Even for women like me – that have chosen to continue in this field, bias (both conscious and unconscious) – exists, and I have faced unnecessary obstacles during my path. For example, studies have shown that women that speak with more passive language tend to fare better in the workplace, get bigger promotions, and receive more funding and advancement, compared to those that speak confidently and with conviction (1). So to be successful, women tend to keep their mouths shut, making it difficult for bold women to gain tenure, move into C-suites, and on to boards.
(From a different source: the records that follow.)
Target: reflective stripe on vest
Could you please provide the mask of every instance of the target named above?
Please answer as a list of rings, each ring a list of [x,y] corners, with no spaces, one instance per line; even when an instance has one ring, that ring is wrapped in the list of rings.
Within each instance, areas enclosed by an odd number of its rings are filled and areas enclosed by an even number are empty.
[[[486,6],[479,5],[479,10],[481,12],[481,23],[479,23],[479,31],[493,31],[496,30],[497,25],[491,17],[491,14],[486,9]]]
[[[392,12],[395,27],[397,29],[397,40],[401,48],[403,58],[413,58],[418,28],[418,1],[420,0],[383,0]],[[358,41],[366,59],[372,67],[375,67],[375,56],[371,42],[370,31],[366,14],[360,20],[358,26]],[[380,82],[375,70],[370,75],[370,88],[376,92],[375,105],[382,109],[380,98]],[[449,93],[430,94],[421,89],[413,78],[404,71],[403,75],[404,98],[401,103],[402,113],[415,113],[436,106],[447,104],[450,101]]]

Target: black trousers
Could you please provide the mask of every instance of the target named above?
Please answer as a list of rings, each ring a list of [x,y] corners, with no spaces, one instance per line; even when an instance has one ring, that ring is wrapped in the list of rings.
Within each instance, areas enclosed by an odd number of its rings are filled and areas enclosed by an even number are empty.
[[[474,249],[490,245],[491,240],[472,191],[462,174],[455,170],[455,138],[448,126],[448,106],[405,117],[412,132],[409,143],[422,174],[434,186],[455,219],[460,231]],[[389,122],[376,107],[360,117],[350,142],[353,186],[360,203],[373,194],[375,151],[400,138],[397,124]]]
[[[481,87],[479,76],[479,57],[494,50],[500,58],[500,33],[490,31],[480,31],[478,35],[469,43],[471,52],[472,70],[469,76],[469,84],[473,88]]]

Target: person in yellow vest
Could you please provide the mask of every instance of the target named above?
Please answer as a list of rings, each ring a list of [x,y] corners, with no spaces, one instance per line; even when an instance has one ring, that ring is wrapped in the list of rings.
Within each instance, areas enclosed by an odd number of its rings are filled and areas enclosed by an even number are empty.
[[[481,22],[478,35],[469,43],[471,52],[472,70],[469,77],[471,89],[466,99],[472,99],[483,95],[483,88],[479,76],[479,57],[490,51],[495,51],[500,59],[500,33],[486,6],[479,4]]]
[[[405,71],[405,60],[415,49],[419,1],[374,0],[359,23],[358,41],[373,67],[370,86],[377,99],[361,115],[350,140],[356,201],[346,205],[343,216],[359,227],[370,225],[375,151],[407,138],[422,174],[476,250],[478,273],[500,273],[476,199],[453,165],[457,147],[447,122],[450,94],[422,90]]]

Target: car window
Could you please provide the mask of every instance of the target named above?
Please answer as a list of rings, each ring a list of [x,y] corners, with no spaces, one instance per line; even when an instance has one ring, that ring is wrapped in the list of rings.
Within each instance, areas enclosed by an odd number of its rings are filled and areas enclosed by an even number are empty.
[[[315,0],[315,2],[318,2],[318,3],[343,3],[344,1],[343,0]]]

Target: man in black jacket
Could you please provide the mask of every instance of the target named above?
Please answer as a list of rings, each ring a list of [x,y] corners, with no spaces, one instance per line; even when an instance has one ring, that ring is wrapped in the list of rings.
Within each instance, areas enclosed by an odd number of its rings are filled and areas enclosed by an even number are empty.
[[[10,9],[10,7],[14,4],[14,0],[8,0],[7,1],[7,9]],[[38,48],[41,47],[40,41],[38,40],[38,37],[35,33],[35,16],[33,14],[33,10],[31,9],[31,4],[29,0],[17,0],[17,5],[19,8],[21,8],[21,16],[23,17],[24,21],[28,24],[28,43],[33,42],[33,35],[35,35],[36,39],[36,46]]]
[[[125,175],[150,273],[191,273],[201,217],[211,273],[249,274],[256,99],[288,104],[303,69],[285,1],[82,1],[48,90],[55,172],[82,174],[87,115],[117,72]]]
Women and men enter science careers because they want to solve problems and be a part of solutions. My advice to women starting out is to follow your passion without going into this field blindly. Recognize that this is still a male dominated profession and be on the lookout for bias and obstacles. Find mentors that are familiar with the challenges associated with being a woman in a male-dominated profession. Make sure that you work in an environment where women are respected, promoted, valued, and encouraged. If you find yourself disrespected, speak up. This can be difficult as a junior person starting out, but if you don’t stop that or call out the behavior at the outset, it will not disappear. You need to make sure that your gender does not become an obstacle.